By clicking “Sign up for GitHub”, you agree to our terms of service and privacy statement. We’ll occasionally send you account related emails.

Already on GitHub? Sign in to your account

Improve product network accuracy. #651

Merged
merged 5 commits into from
Aug 18, 2015
Merged

Improve product network accuracy. #651

merged 5 commits into from
Aug 18, 2015

Conversation

jgosmann
Copy link
Collaborator

@jgosmann jgosmann commented Feb 9, 2015

More precise product network based on the results of my technical report.

I am also working on a benchmark to include in Nengo based on PR #647.

@hunse
Copy link
Collaborator

hunse commented Feb 12, 2015

So this actually provides an improvement over using diagonal encoders? I had tried this once, and found it was better than random encoders, but worse than diagonal encoders. My explanation was that diagonal encoders basically force this kind of squaring multiplication anyway, but rather than computing the square terms individually and then taking the difference, it computes the difference directly, which allows decoders to be chosen so that errors in one square term cancel errors in the other square term.

@jgosmann
Copy link
Collaborator Author

From my report linked above:

diagonal encoders vs. alternative network:
Improvement by 8% (p < 0.001).

RMSE values for diagonal encoders:

mean RMSE: 0.0481133982306
median RMSE: 0.0477134127208
variance of RMSE: 2.244052918e-05

RMSE values for alternative network:

mean RMSE: 0.0444385504631
median RMSE: 0.0445897354704
variance of RMSE: 1.59544830317e-05

Sample size: 50

Definitely not a huge difference and to detect in, I believe, it is necessary to ensure that the benchmark actually covers the complete input space (it is easy to not include the corners which actually have the largest error contribution).

@hunse
Copy link
Collaborator

hunse commented Feb 12, 2015

I think you're right: It matters a lot what your input is. I was probably doing something like that differently. I'm still curious why computing the squares separately is better; I was wondering also if it could have to do with intercepts.

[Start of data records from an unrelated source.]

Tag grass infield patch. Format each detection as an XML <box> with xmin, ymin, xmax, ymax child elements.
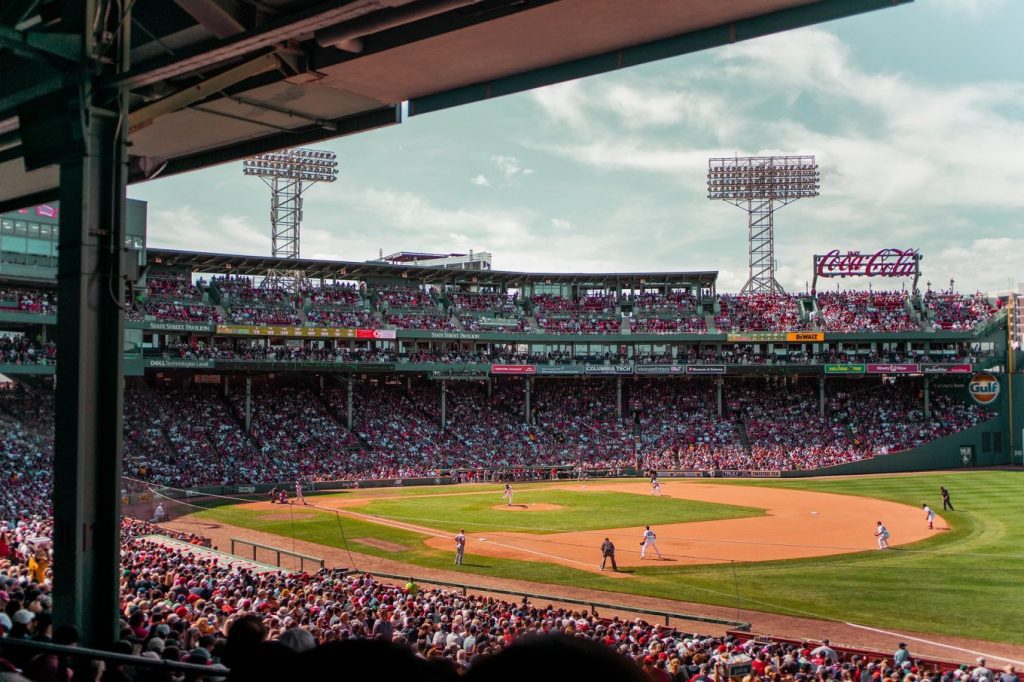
<box><xmin>195</xmin><ymin>471</ymin><xmax>1024</xmax><ymax>643</ymax></box>
<box><xmin>357</xmin><ymin>488</ymin><xmax>764</xmax><ymax>534</ymax></box>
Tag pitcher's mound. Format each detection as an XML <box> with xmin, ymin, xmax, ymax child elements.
<box><xmin>256</xmin><ymin>511</ymin><xmax>316</xmax><ymax>521</ymax></box>
<box><xmin>492</xmin><ymin>502</ymin><xmax>562</xmax><ymax>511</ymax></box>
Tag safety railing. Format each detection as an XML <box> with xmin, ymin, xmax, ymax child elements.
<box><xmin>0</xmin><ymin>637</ymin><xmax>230</xmax><ymax>680</ymax></box>
<box><xmin>230</xmin><ymin>538</ymin><xmax>324</xmax><ymax>570</ymax></box>
<box><xmin>369</xmin><ymin>570</ymin><xmax>751</xmax><ymax>632</ymax></box>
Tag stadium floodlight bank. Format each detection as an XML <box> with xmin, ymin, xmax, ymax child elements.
<box><xmin>708</xmin><ymin>156</ymin><xmax>821</xmax><ymax>294</ymax></box>
<box><xmin>242</xmin><ymin>148</ymin><xmax>338</xmax><ymax>291</ymax></box>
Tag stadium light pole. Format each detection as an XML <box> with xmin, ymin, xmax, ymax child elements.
<box><xmin>242</xmin><ymin>148</ymin><xmax>338</xmax><ymax>287</ymax></box>
<box><xmin>708</xmin><ymin>156</ymin><xmax>821</xmax><ymax>294</ymax></box>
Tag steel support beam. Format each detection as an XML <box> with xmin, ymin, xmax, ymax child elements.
<box><xmin>245</xmin><ymin>374</ymin><xmax>253</xmax><ymax>433</ymax></box>
<box><xmin>522</xmin><ymin>379</ymin><xmax>530</xmax><ymax>424</ymax></box>
<box><xmin>345</xmin><ymin>375</ymin><xmax>352</xmax><ymax>431</ymax></box>
<box><xmin>441</xmin><ymin>379</ymin><xmax>447</xmax><ymax>431</ymax></box>
<box><xmin>925</xmin><ymin>377</ymin><xmax>932</xmax><ymax>419</ymax></box>
<box><xmin>818</xmin><ymin>375</ymin><xmax>827</xmax><ymax>419</ymax></box>
<box><xmin>715</xmin><ymin>377</ymin><xmax>725</xmax><ymax>419</ymax></box>
<box><xmin>409</xmin><ymin>0</ymin><xmax>913</xmax><ymax>116</ymax></box>
<box><xmin>53</xmin><ymin>0</ymin><xmax>129</xmax><ymax>648</ymax></box>
<box><xmin>615</xmin><ymin>377</ymin><xmax>623</xmax><ymax>422</ymax></box>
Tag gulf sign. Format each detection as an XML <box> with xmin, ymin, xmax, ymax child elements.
<box><xmin>967</xmin><ymin>372</ymin><xmax>999</xmax><ymax>406</ymax></box>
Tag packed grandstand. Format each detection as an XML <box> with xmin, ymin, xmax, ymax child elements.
<box><xmin>0</xmin><ymin>518</ymin><xmax>1019</xmax><ymax>682</ymax></box>
<box><xmin>0</xmin><ymin>264</ymin><xmax>1001</xmax><ymax>682</ymax></box>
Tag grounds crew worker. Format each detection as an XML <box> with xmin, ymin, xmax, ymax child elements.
<box><xmin>601</xmin><ymin>538</ymin><xmax>618</xmax><ymax>570</ymax></box>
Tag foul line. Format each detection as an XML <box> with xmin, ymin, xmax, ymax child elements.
<box><xmin>841</xmin><ymin>621</ymin><xmax>1024</xmax><ymax>666</ymax></box>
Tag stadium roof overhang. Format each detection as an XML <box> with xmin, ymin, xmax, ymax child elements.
<box><xmin>0</xmin><ymin>0</ymin><xmax>910</xmax><ymax>211</ymax></box>
<box><xmin>146</xmin><ymin>249</ymin><xmax>718</xmax><ymax>288</ymax></box>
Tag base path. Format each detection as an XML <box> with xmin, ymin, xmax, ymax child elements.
<box><xmin>415</xmin><ymin>480</ymin><xmax>946</xmax><ymax>570</ymax></box>
<box><xmin>165</xmin><ymin>517</ymin><xmax>1024</xmax><ymax>667</ymax></box>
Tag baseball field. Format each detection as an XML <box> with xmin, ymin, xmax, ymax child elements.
<box><xmin>176</xmin><ymin>471</ymin><xmax>1024</xmax><ymax>648</ymax></box>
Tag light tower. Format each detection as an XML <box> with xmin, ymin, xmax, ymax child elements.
<box><xmin>708</xmin><ymin>157</ymin><xmax>821</xmax><ymax>294</ymax></box>
<box><xmin>242</xmin><ymin>148</ymin><xmax>338</xmax><ymax>288</ymax></box>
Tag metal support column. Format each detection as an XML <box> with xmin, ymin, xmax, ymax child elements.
<box><xmin>715</xmin><ymin>377</ymin><xmax>725</xmax><ymax>419</ymax></box>
<box><xmin>441</xmin><ymin>379</ymin><xmax>447</xmax><ymax>431</ymax></box>
<box><xmin>246</xmin><ymin>374</ymin><xmax>253</xmax><ymax>433</ymax></box>
<box><xmin>615</xmin><ymin>377</ymin><xmax>623</xmax><ymax>422</ymax></box>
<box><xmin>52</xmin><ymin>0</ymin><xmax>131</xmax><ymax>648</ymax></box>
<box><xmin>925</xmin><ymin>377</ymin><xmax>932</xmax><ymax>419</ymax></box>
<box><xmin>818</xmin><ymin>375</ymin><xmax>825</xmax><ymax>419</ymax></box>
<box><xmin>345</xmin><ymin>375</ymin><xmax>354</xmax><ymax>431</ymax></box>
<box><xmin>522</xmin><ymin>379</ymin><xmax>530</xmax><ymax>424</ymax></box>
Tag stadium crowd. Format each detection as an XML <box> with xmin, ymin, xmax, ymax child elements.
<box><xmin>0</xmin><ymin>378</ymin><xmax>991</xmax><ymax>499</ymax></box>
<box><xmin>817</xmin><ymin>291</ymin><xmax>921</xmax><ymax>332</ymax></box>
<box><xmin>0</xmin><ymin>275</ymin><xmax>1001</xmax><ymax>335</ymax></box>
<box><xmin>0</xmin><ymin>518</ymin><xmax>1019</xmax><ymax>682</ymax></box>
<box><xmin>925</xmin><ymin>291</ymin><xmax>999</xmax><ymax>331</ymax></box>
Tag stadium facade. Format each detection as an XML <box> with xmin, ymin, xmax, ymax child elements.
<box><xmin>0</xmin><ymin>202</ymin><xmax>1024</xmax><ymax>482</ymax></box>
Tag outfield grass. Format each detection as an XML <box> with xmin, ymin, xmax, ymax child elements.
<box><xmin>193</xmin><ymin>471</ymin><xmax>1024</xmax><ymax>643</ymax></box>
<box><xmin>358</xmin><ymin>487</ymin><xmax>764</xmax><ymax>534</ymax></box>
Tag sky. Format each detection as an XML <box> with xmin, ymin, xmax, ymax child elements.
<box><xmin>129</xmin><ymin>0</ymin><xmax>1024</xmax><ymax>292</ymax></box>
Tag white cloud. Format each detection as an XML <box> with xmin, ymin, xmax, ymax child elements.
<box><xmin>146</xmin><ymin>204</ymin><xmax>270</xmax><ymax>256</ymax></box>
<box><xmin>490</xmin><ymin>155</ymin><xmax>534</xmax><ymax>178</ymax></box>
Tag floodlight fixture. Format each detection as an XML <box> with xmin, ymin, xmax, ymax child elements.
<box><xmin>242</xmin><ymin>148</ymin><xmax>338</xmax><ymax>290</ymax></box>
<box><xmin>708</xmin><ymin>156</ymin><xmax>821</xmax><ymax>294</ymax></box>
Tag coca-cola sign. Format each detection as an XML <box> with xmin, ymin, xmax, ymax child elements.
<box><xmin>814</xmin><ymin>249</ymin><xmax>921</xmax><ymax>278</ymax></box>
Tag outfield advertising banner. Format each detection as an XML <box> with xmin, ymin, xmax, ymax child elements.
<box><xmin>490</xmin><ymin>365</ymin><xmax>537</xmax><ymax>375</ymax></box>
<box><xmin>725</xmin><ymin>332</ymin><xmax>786</xmax><ymax>343</ymax></box>
<box><xmin>785</xmin><ymin>332</ymin><xmax>825</xmax><ymax>343</ymax></box>
<box><xmin>686</xmin><ymin>365</ymin><xmax>725</xmax><ymax>374</ymax></box>
<box><xmin>823</xmin><ymin>365</ymin><xmax>867</xmax><ymax>374</ymax></box>
<box><xmin>217</xmin><ymin>325</ymin><xmax>398</xmax><ymax>340</ymax></box>
<box><xmin>537</xmin><ymin>365</ymin><xmax>583</xmax><ymax>377</ymax></box>
<box><xmin>634</xmin><ymin>365</ymin><xmax>686</xmax><ymax>375</ymax></box>
<box><xmin>867</xmin><ymin>363</ymin><xmax>921</xmax><ymax>374</ymax></box>
<box><xmin>145</xmin><ymin>357</ymin><xmax>213</xmax><ymax>370</ymax></box>
<box><xmin>583</xmin><ymin>365</ymin><xmax>633</xmax><ymax>375</ymax></box>
<box><xmin>921</xmin><ymin>364</ymin><xmax>974</xmax><ymax>374</ymax></box>
<box><xmin>142</xmin><ymin>322</ymin><xmax>216</xmax><ymax>334</ymax></box>
<box><xmin>967</xmin><ymin>372</ymin><xmax>999</xmax><ymax>407</ymax></box>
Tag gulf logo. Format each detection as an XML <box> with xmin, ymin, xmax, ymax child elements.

A couple minor comments on the notebook: I would report standard deviations instead of variances, since they're in the same units as means. Also, you could consider using relative RMSEs, i.e. the RMS of the error divided by the RMS of the correct output. I find it makes the RMSE a bit easier to interpret. Finally, make sure all the scales in the final spiking plots are the same. Right now, it's hard to tell if the "alternative" network actually results in less noisy outputs than the diagonal encoders, or if this is just because it has a larger scale.

@drasmuss
Copy link
Member

Also re: the notebook, in the alternative network benchmark you end up having effectively double the evaluation points, right? Did you compare the accuracy if you halve the evaluation points in each population so the total is the same as the simple network?

@hunse
Copy link
Collaborator

hunse commented Feb 12, 2015

There's an explanation in the notebook as to why @jgosmann does not halve the evaluation points. To summarize, it's because in the simple network you have one 2D population, so the N evaluation points get projected onto each dimension, meaning you have N evaluation points in each dimension. So it makes sense to keep N evaluation points in each dimension (now read population) in the alternative network.

@drasmuss
Copy link
Member

Ah yes that makes sense 🌈

@jgosmann
Copy link
Collaborator Author

@hunse That are good points. But I am not sure if I understand how to calculate the relative RMSE (and therefore whether it makes sense): If I divide by the RMS of the correct output, wouldn't that give extremly large errors for values close to zero?

@jgosmann
Copy link
Collaborator Author

Updated the notebook (use standard deviaton and use the same scale in all plots).

@hunse
Copy link
Collaborator

hunse commented Feb 12, 2015

I wasn't suggesting you compute the relative RMSE on a term-by-term basis; if you did that you would have the problem you described. Compute the RMSE exactly how you did, but then divide the final number by the RMS of the correct signal. Does that make sense?

@jgosmann
Copy link
Collaborator Author

Version of the notebook also showing the relative RMSE. (not sure yet if I'll merge it into master)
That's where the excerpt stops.